Interview avec Romain; sa vision du No Code

Interview avec Romain Boillat; sa vision du No Code

Aujourd’hui, nous parlons No Code avec Romain Boillat, membre de l’agence numera.swiss. Le No Code, un nouveau phénomène qui fait beaucoup parler de lui et qui pourrait bien changer nos façons de procéder dans le domaine du développement web.

Comment as-tu découvert le No Code et qu’en penses-tu?

Pendant notre période universitaire, notre équipe était très active dans le monde associatif. Force est de constater que les budgets étaient limités et les demandes en besoins digitaux (sites web, visuels, applications, …) de plus en plus nombreuses.

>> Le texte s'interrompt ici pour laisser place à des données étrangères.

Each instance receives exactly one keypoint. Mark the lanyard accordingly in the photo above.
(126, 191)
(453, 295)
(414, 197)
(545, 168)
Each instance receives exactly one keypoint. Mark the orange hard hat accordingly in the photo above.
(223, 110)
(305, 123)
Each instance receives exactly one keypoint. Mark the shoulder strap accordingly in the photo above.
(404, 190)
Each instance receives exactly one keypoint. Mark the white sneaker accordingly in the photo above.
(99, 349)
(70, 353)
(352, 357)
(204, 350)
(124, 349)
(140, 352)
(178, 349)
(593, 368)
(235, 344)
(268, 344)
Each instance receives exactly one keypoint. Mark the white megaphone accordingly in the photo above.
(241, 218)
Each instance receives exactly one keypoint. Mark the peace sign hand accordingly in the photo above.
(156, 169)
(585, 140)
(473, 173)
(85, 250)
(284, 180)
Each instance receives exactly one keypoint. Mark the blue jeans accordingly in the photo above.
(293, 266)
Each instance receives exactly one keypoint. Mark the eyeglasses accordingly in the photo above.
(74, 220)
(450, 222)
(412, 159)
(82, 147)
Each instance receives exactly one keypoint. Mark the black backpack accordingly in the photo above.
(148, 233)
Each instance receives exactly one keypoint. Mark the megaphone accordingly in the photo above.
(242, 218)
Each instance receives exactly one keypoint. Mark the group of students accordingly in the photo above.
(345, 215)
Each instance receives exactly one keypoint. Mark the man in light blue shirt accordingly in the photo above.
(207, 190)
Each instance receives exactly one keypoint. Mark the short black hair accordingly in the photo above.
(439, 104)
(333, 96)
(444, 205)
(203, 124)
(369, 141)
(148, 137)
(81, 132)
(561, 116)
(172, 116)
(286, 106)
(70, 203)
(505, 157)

Nous devions donc constamment trouver des solutions rapides et peu onéreuses afin de faire avancer les projets. Dans le cadre de nos premiers mandats, nous avons donc cherché à partager ces découvertes avec les différentes organisations de notre réseau. C’est ainsi que nous avons découvert le No Code.

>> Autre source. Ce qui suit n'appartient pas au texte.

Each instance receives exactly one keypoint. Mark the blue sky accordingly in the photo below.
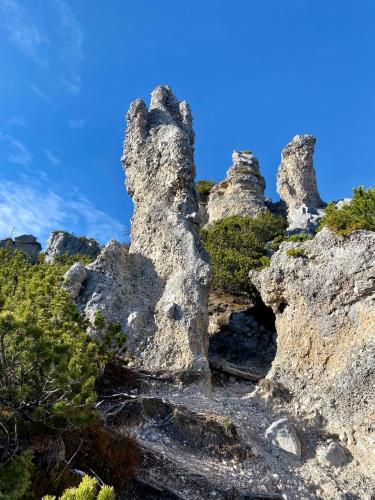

À force de découvrir de nouveaux outils et d’implémenter des solutions, nous avons créé un système collaboratif autour de tous ces nouveaux outils. Dans notre approche, nous considérons le No Code comme une opportunité massive de limiter les dépendances des organisations avec l’externe.

En effet, en termes de capacités techniques avec de la volonté et du temps nous sommes tous aptes à travailler sur des solutions digitales personnalisées. Plus que de simples exécutants, nous pensons que les prestataires doivent apprendre à accompagner les organisations vers plus d’autonomie en matière digitale.

Comment expliquerais-tu cet outil à quelqu’un qui n’a jamais entendu parler de cela?

L’utilisation massive d’internet a rendu la création de sites, de visuels ou d’application accessible à tous. Pour ce faire, il a fallu proposer des interfaces qui permettent aux personnes n’ayant jamais fait de développement web de mettre en place des choses simples et performantes, sans connaissance technique préalable.

Le No Code est l’ensemble de cet écosystème d’outils, qui permettent à quiconque d’entrer dans un monde de création jusque-là réservé aux développeurs.

Qu’est-ce qui t’a amené à le maîtriser et à quel point a-t-il été intégré chez numera pour vos clients?

Lorsque nos clients nous contactent pour des projets qui leur semblent complexes à réaliser par eux-mêmes, notre mission est de leur démontrer qu’en réalité ils en sont capables.

Comment procède-t-on? Au fur et à mesure du projet, nous leur présentons les outils et les étapes par lesquelles nous sommes passées. À terme et avec ce qui a été mis en place, le but est de rendre le client le plus autonome possible.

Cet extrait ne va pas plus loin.